Early California Antiques Shop

Andrea Gomez "Woman and Child" woodcut

Regular price $350.00

16 x 20. Very dynamic treatment of  a usually more placid subject.

Andrea Gómez y Mendoza (b. November 19, 1926 - November 2012) was a Mexican graphic artist and muralist, a member of the Salón de la Plástica Mexicana.

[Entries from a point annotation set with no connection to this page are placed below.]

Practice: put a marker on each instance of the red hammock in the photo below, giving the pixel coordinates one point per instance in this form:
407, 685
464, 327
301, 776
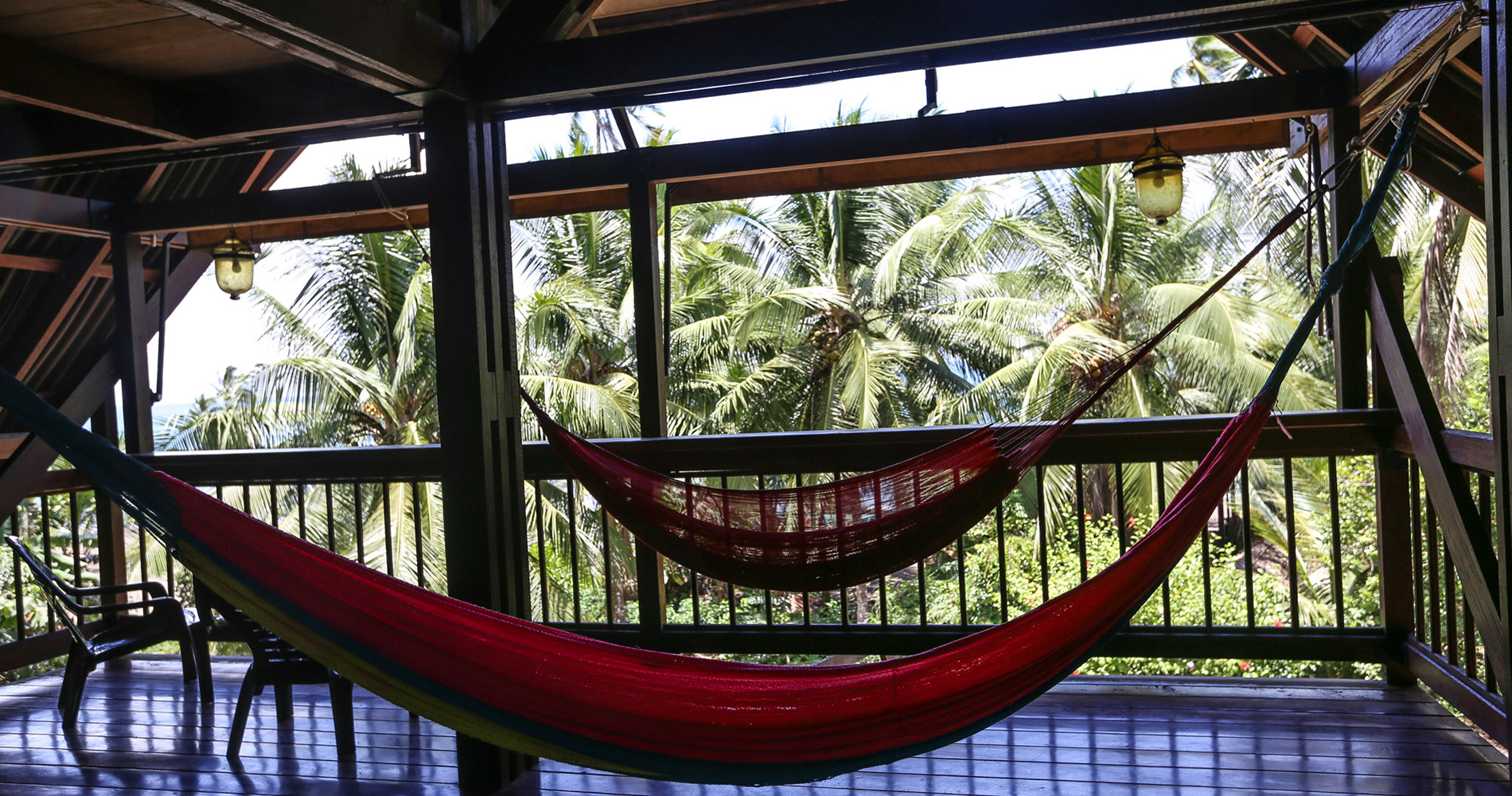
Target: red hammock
847, 532
657, 715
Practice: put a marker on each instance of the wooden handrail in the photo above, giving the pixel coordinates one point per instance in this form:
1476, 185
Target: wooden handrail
1098, 441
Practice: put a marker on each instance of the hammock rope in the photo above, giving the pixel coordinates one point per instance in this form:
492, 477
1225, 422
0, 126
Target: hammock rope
851, 530
559, 695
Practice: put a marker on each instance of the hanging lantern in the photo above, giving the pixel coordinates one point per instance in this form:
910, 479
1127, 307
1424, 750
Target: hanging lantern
1157, 182
233, 265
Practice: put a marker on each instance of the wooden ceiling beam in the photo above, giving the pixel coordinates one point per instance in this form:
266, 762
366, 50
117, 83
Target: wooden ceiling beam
527, 23
1404, 49
741, 52
30, 458
384, 45
52, 213
37, 76
1224, 117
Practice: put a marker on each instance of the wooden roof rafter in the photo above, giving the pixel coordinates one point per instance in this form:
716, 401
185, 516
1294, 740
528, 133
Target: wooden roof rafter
738, 53
1448, 153
1228, 117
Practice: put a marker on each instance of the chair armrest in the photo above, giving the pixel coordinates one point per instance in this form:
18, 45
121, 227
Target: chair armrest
151, 587
154, 603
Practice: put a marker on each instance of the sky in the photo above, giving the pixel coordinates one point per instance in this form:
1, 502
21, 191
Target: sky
209, 332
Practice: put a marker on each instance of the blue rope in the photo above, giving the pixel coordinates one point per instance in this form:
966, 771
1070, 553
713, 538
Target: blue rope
1360, 233
126, 480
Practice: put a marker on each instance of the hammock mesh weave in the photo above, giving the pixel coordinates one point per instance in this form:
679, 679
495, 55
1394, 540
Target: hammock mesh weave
851, 530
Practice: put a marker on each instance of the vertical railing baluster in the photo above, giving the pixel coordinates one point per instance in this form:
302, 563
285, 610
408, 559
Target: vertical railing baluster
302, 510
1160, 505
15, 579
761, 485
882, 581
1339, 542
1207, 566
797, 483
47, 551
572, 550
1043, 533
1292, 544
1003, 568
1451, 607
693, 577
73, 535
1118, 507
359, 532
419, 533
540, 551
1416, 498
388, 529
1249, 547
1488, 525
1436, 612
330, 517
840, 522
608, 566
1468, 638
1081, 522
725, 512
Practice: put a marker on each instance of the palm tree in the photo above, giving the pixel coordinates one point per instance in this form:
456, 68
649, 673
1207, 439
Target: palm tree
859, 309
360, 369
1213, 62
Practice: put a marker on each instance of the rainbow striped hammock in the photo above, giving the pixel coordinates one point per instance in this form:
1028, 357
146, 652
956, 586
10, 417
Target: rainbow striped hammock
655, 715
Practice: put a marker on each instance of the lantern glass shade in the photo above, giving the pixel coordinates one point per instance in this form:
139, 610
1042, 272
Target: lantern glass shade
233, 265
1157, 182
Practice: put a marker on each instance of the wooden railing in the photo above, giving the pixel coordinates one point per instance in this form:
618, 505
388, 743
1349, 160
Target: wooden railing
1287, 571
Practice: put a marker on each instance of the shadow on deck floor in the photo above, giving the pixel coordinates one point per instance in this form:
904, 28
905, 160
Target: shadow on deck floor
142, 733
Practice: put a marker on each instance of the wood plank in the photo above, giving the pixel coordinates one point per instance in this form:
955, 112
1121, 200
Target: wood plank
28, 20
731, 53
198, 49
388, 45
38, 76
1402, 49
1225, 117
142, 733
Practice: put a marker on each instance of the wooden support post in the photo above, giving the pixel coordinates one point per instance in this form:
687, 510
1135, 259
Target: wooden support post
650, 374
109, 524
1498, 262
132, 334
1393, 505
1466, 537
1347, 327
477, 386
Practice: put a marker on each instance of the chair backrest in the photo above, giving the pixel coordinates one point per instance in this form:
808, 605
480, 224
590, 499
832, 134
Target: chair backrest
267, 645
57, 591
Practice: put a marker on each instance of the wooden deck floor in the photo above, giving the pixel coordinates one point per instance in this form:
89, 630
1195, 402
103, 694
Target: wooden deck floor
141, 733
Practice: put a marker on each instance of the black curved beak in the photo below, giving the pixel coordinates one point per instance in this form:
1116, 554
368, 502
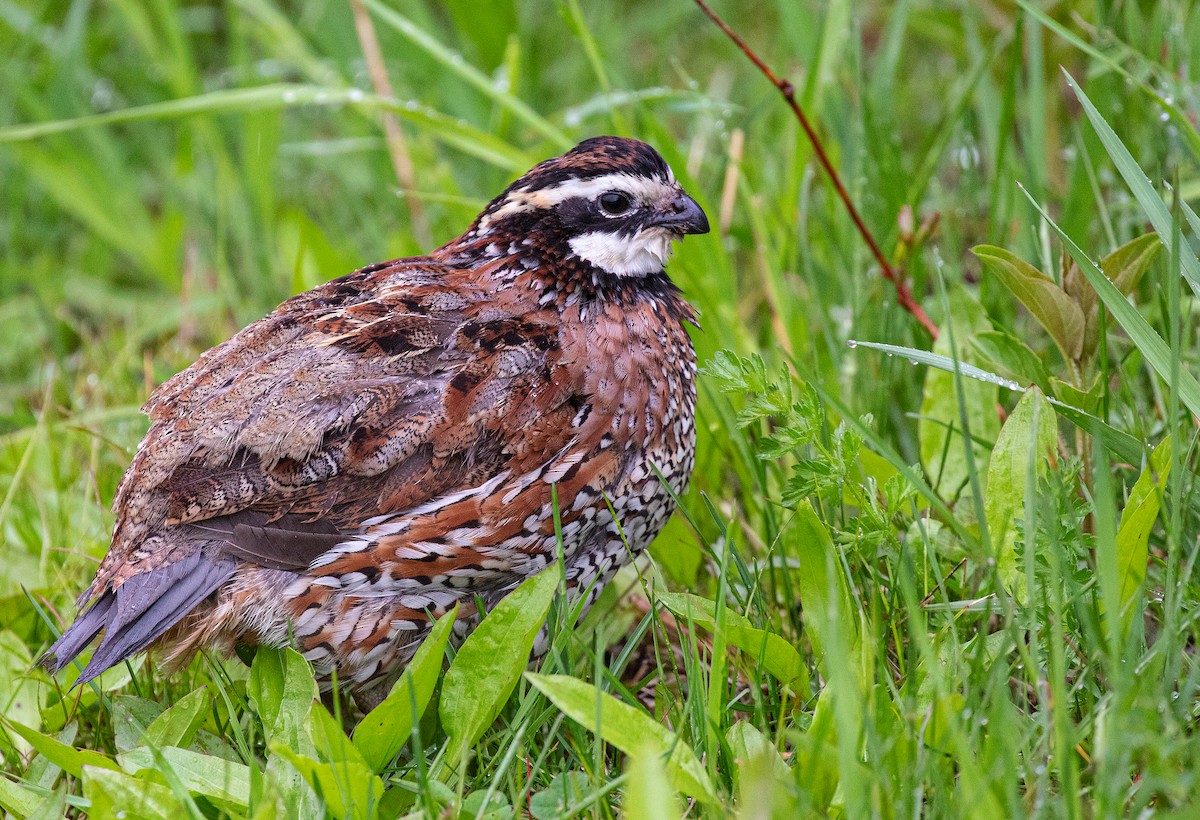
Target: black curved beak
682, 215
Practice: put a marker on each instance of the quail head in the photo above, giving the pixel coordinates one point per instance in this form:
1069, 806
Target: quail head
383, 447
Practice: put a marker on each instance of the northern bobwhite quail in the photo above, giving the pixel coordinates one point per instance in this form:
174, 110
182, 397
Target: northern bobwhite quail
383, 447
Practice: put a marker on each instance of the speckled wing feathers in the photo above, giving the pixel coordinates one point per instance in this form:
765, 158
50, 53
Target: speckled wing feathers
390, 444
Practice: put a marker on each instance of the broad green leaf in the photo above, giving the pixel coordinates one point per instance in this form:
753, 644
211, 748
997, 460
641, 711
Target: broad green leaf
333, 744
490, 662
1120, 443
385, 729
348, 789
1127, 264
179, 724
943, 447
628, 729
117, 796
70, 759
760, 774
1026, 440
1151, 345
1053, 307
1125, 267
345, 762
822, 586
774, 652
282, 689
1133, 532
1151, 202
1012, 358
216, 778
648, 792
131, 718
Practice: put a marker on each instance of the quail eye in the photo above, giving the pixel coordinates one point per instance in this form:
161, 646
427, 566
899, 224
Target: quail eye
615, 203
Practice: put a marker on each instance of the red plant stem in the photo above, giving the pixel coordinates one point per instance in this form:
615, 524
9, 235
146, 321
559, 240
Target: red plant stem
904, 295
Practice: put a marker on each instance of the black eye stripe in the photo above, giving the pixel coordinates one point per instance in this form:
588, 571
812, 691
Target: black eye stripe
615, 203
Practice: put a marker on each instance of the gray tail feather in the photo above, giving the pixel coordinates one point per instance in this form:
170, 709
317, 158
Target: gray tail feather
138, 611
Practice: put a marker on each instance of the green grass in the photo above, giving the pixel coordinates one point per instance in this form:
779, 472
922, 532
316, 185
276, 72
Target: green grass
892, 590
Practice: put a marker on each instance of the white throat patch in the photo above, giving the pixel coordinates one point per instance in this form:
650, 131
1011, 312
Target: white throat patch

Her maternal grandmother was Juana Belén Gutiérrez Chávez of the state of Durango, a liberal who ran a newspaper denouncing working conditions of miners in Coahuila in the 1900s before the government shut it down. Her mother was Laura Mendoza. Her father was Rosendo Gómez Lorenzo from Villahermosa, Tabasco. Although born in Mexico City, her family moved to Morelia, Michoacán when she was young, where she eventually began art studies at the Universidad de San Nicolás. In 1940, she returned to Mexico City to continue her studies at the Escuela Nacional de Artes Plásticas, where she remained for two years. She then went to study lithography at the Escuela de Artes del Libro under José Chávez Morado.

She traveled extensively through Italy, France, the Czech Republic, the Slovak Republic, Armenia, Cuba, and the Soviet Union, where she studied fresco painting at the Stroganovskaya Uchilitsa in Moscow.

She lived until her death in Temixco, Morelos as an active artist, dedicating herself portraits and the study of Flemish painting.

At school, Gómez met Mariana Yampolsky, who invited her to joun the Taller de Gráfica Popular. She worked as an illustrator on various projects, including those of the National Indigenous Institute, which allowed her to travels to various parts of Mexico. She also worked with the Secretariat of Public Education to produce free textbooks and she worked with newspaper culture magazines such as El Nacional and México en la Cultura.

In addition to graphic works, she created a number of fresco murals including Maternidad y El agua at the Hospital Civil in Ixmiquilpan, Hidalgo, México Indígena at the Instituto Nacional Indigenista in Chiapas, Latinoamérica in Havana, Cuba and El Maíz, a portable mural which was created for the Museo Nacional de Culturas Populares in Mexico City.

She founded art centers such as the Casa de cultura del Pueblo and the Taller de Dibujo Infantil Arco Iris in Texmico, Morelos.

In 1956, her graphic work La niña de basura won Mexico's National Engraving Prize. Another of her works called Madre contra la guerra from 1956, received international recognition. In 2011, the Salón de la Plástica Mexicana, of which she was a member, hosted a retrospective of her work.